寥涛说:“前一阵说建火神山医院,一天工资一千五,镇上那几户都抢着去。”

“别说一千五,五百都抢着干。

对穷人来说,什么都不如钱来得实在。

解决了温饱再谈其他的。”

“他们最后去成了么?”

庄洁问。

“去啥呀去,都是只闻信儿,找不到去的渠道。”

寥涛问:“咱们中午吃啥?”

“随便吧。”

“吃啥也是头疼事。”

寥涛问:“西夏你爱吃虾仁水饺吗?”

“爱吃!”

“我看能不能买来韭菜,冰箱里还冻了几盒虾仁。”

“廖姨别买了,我去我堂哥菜园里割……”

说起这事寥涛看她,“你二娘还在群里说,说你堂哥菜园里的菜全被偷没了。”

庄洁听见大笑,打开群让她看图片,“你二娘发的,光秃秃一片,说菠菜,生菜,韭菜全没了!”

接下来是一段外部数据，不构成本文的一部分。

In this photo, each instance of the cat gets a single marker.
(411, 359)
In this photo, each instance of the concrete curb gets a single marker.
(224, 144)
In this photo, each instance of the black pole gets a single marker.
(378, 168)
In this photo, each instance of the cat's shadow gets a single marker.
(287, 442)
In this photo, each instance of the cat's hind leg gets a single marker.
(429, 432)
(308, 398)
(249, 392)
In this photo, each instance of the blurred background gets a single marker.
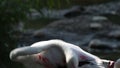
(94, 25)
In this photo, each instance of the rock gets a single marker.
(99, 18)
(114, 34)
(96, 26)
(98, 45)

下午几个人去麦田里放风筝,王西夏穷极无聊提议唱歌,她把她堂哥的音响拉来。

商量了半天,俩人觉得在麦田里唱最好。

家里扯不开嗓子,而且太吵,空旷的麦田最适合。

但这事不能白天干,太招眼。

庄洁交待陈麦冬晚上裹得厚厚的,一块去麦田K歌。

庄洁领着那俩兄妹,都裹得不能再厚了,笨里笨去地去麦田。

陈麦冬顺着声音找过来,拨开乌漆麻黑的夜,看见裹得笨狗熊似的俩人,跺着脚对唱撕吼:“兄弟抱一下!

说说你心里话!

说尽这些年你的委屈和沧桑变化!

兄弟抱一下!

有泪你就留吧!

流尽这些年的心酸和苦辣!”

陈麦冬看着喇叭对着不远处的坟堆,简直要晕倒。

俩人唱完切了歌,又开了魔嗓:“大河向东流哇!

天上的星星参北斗哇!

嘿嘿?参北斗哇!

生死之交一碗酒哇!

说走咱就走哇!

你有我有全都有……”

“姐——大队里来人了!

!”

“姐——大队里来人抓你了!

!”

何袅袅大喊。

回头看,田头有几盏手电筒光源照过来,对方拿着大喇叭喊,也听不见喊啥。

等几个戴袖章的过来,人早已作鸟兽散,只剩陈麦冬留在原地。

寥涛打庄洁电话,把她骂了一顿,群里有人发黑咚咚的视频,举报有人聚坟堆鬼哭狼嚎得扰祖宗,她光听声音就知道是她们俩。

第44章狗东西

?过完元宵节镇上更严了,附近村有一例确诊。

当事人一个礼拜前来过镇里,给一位亲戚家送了东西。

群里人都在回忆自己有没有接触过这个亲戚。

据这个亲戚自己说,她菜店去过,卫生院也去过,还偷偷搓了麻将。

目前她体温没任何异常。

曾接触过她的人都量体温,镇上严格要求这些人不许出门,自行隔离十四天。

卫生院五天前就已经关了,现在发烧必须去镇中心医院。

菜店老板感冒拖拖拉拉一直就没好,他去中心医院检查了,就是普通流感。

寥涛在家庆幸,因为这个人说来拎两箱核桃露,她正要给送去。

平日庄洁也时时叮嘱她,就算接触人,也要保持三米距离。

镇里一下子清净了很多,连路口电线杆旁都不围人了。

庄洁上天台东张西望,寥寥几个人在街上。

不过这种平静仅维持了二天,第三天头上故态复萌,又各站在自家门前唠嗑,你喊一句,我回一句,中间隔着好几米。

群里也又热闹了起来,说一些奇闻逸事,扯一些闲话八卦。